WAINGAPU, Pos-Kupang.Com -- Setelah sukses dengan buku pertama berjudul Cara Mudah Masuk Surga (Hanya Sebuah Kepura-puraan), Yongky Suaryono kembali mengeluarkan buku bertema kritik sosial, Senin (20/12/2010).
Buku berjudul Bupati Sumba Pinggir yang dikemas dalam bahasa-bahasa ringan dan anekdot yang sering digunakan masyarakat Sumba Timur itu, Yongky kembali menyampaikan berbagai keresahan masyarakat dan fenomena sosial di sekitarnya yang selama ini dianggap sepele dan terabaikan.
Dalam acara peluncuran di Gedung Nasional Umbu Tipuk Marisi, Senin malam, Suaryono mengatakan, ide penulisan buku ini berasal dari pernak-pernik interaksi masyarakat Kota Waingapu, ibukota Kabupaten Sumba Timur.
Isi dari buku Bupati Sumba Pinggir, kata Yongky, tidak bermaksud menyentil pribadi orang-orang tertentu. Seluruh isi buku murni menyuarakan berbagai fenomena dan keresahan sosial yang terjadi di masyarakat.
Buku ini mendapat apresiasi dari banyak pihak, termasuk Bupati Sumba Timur, Drs. Gidion Mbilijora, M.Si, tokoh agama sekaligus budayawan Sumba, Pdt. Ilias Raumbani, Pdt.
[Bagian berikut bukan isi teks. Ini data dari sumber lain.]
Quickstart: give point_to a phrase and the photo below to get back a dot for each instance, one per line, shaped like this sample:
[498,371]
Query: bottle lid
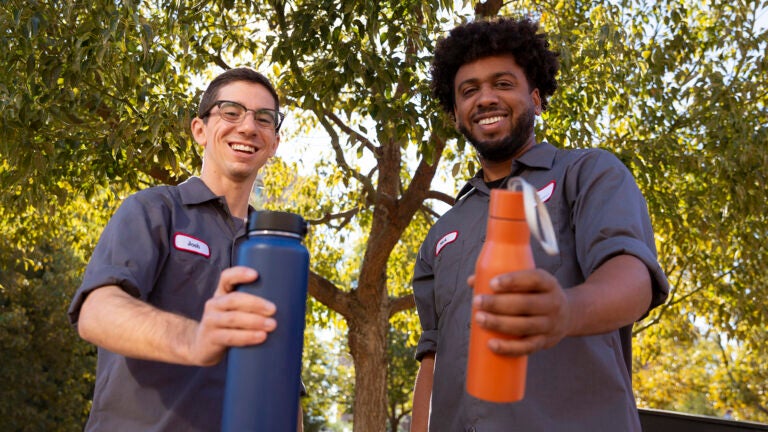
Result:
[269,220]
[506,204]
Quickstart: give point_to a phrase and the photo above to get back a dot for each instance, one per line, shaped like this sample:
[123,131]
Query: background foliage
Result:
[96,100]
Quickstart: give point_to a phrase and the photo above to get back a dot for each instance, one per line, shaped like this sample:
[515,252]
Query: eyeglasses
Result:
[234,112]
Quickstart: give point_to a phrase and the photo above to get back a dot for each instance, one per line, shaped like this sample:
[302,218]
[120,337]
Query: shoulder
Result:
[156,201]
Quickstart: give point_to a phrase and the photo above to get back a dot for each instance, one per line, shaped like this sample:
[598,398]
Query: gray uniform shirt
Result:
[167,246]
[582,383]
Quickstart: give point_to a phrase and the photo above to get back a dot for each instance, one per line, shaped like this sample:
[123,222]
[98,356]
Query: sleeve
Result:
[129,253]
[610,217]
[423,291]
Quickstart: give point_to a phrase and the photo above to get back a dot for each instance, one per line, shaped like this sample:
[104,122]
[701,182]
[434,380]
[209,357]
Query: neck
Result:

Naftali, tokoh perempuan, mantan Bupati Sumba Timur, dr. Lapamuku, dan seorang penulis Sumba, Frans Wora Heby.
Buku setebal 174 halaman itu mengangkat 24 tema mulai dari masalah politik, sosial kemasyarakatan, masalah moral, masalah ekonomi dan masalah pelayanan publik di daerah itu.
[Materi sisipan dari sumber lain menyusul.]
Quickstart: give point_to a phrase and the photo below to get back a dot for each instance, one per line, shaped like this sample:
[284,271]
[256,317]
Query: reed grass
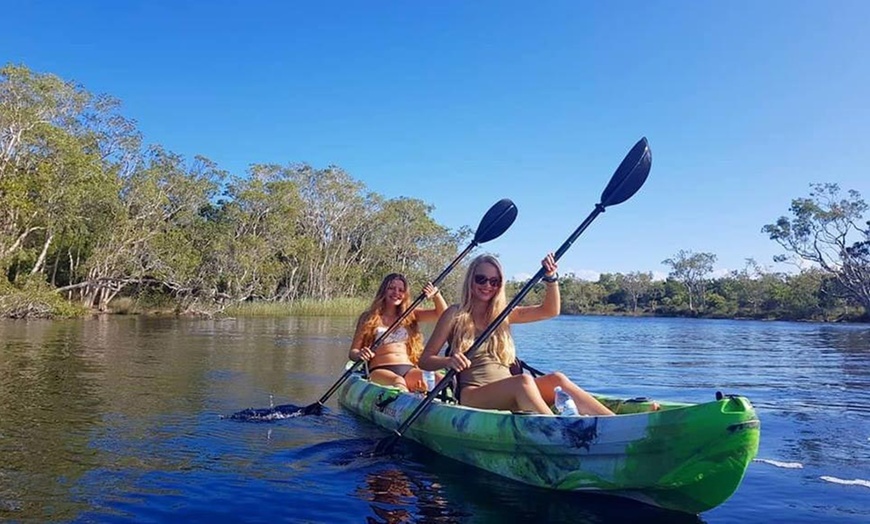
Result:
[336,307]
Tema-tema tersebut dikemas dalam 24 judul, dua tema dalam bentuk parodi dan sisanya dalam bentuk esay. Dua tema tulisan dalam bentuk parodi yaitu Ama Dion Jadi Lurah yang menggambarkan tentang pro kontra di masyarakat tentang figur pemimpin di daerah itu setelah ditinggal Ir. Umbu Mehang
Kunda, Agustus 2008 lalu, dan Bupati Sumba Pinggir yang juga dipakai sebagai judul dari buku ini yang menceritakan ragam tanggapan masyarakat di daerah itu mengenai wacana pemekaran Kabupaten Sumba Timur.
Dalam tulisan dengan peran utama tiga tokoh Nyang, Nying dan Nyong itu, diungkapkan ada sebagian masyarakat yang mendukung pemekaran dengan alasan meningkatkan pelayanan kepada masyarakat, tapi ada masyarakat menentang pemekaran dengan alasan belum layak karena berbagai faktor seperti sarana prasarana, SDM dan jumlah penduduk.
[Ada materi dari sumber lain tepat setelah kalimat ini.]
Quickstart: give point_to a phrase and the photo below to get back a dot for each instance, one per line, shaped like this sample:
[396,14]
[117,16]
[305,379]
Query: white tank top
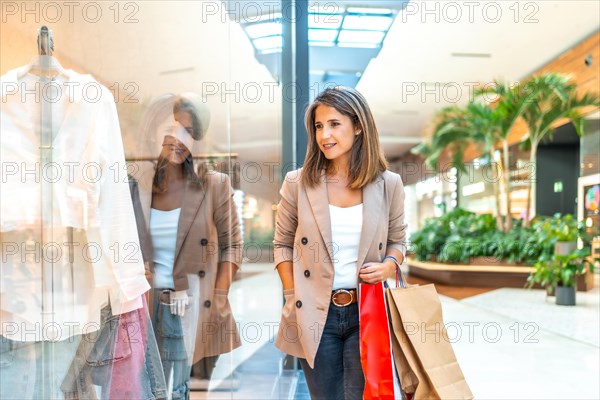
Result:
[163,231]
[346,227]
Dalam tulisan ini, penulis ingin mengajak pembaca pada pilihan-pilihan sesuai fakta dan menyikapi secara arif tanpa ada upaya mendikte opini.
Dalam tulisan lain, berjudul Ka-Te-Pe, penulis juga menggambarkan betapa mahalnya pelayanan publik bagi orang kecil. Orang desa dari pedalaman harus datang ke kota hanya untuk mengurus KTP dengan biaya transportasi dan akomodasi lebih tinggi dari tarif pengurusan KTP itu sendiri. Belum lagi tip untuk petugas pembuat KTP agar mendapat pelayanan lebih cepat.
Buku ini juga berisi eufemisme dan idiom-idiom yang berkembang di Sumba lewat artikel Re Nda Maka Lolo Masu Go, Bossnya-Boss, Datang Sa pung Gila, Putus Telinga dan juga Apa Kabar.Masing-masing membawa pesan moral sendiri. Walau tulisan dalam buku Bupati Sumba Pinggir sarat dengan kritikan terhadap institusi pemerintahan, penegak hukum, politisi, pembaca diajak untuk menyelami diri dan perilaku sendiri lewat artikel Valentine, Teman Lama, Baju Koh Djie, Dress Code dan Nggamu Kau.
Pada tulisan berjudul Valentine sesungguhnya penulis ingin menggambarkan bahwa masyarakat kita selama ini sering terjebak dengan budaya luar yang sesungguhnya tidak membawa manfaat apa-apa.
Demikian juga pada tulisan berjudul Baju Koh Djie yang mengisahkan seorang keturunan Tionghoa menikah dengan seorang wanita muslimah dan menjadi mualaf lalu mendapat tantangan berat dari keluarga dan orang-orang terdekatnya.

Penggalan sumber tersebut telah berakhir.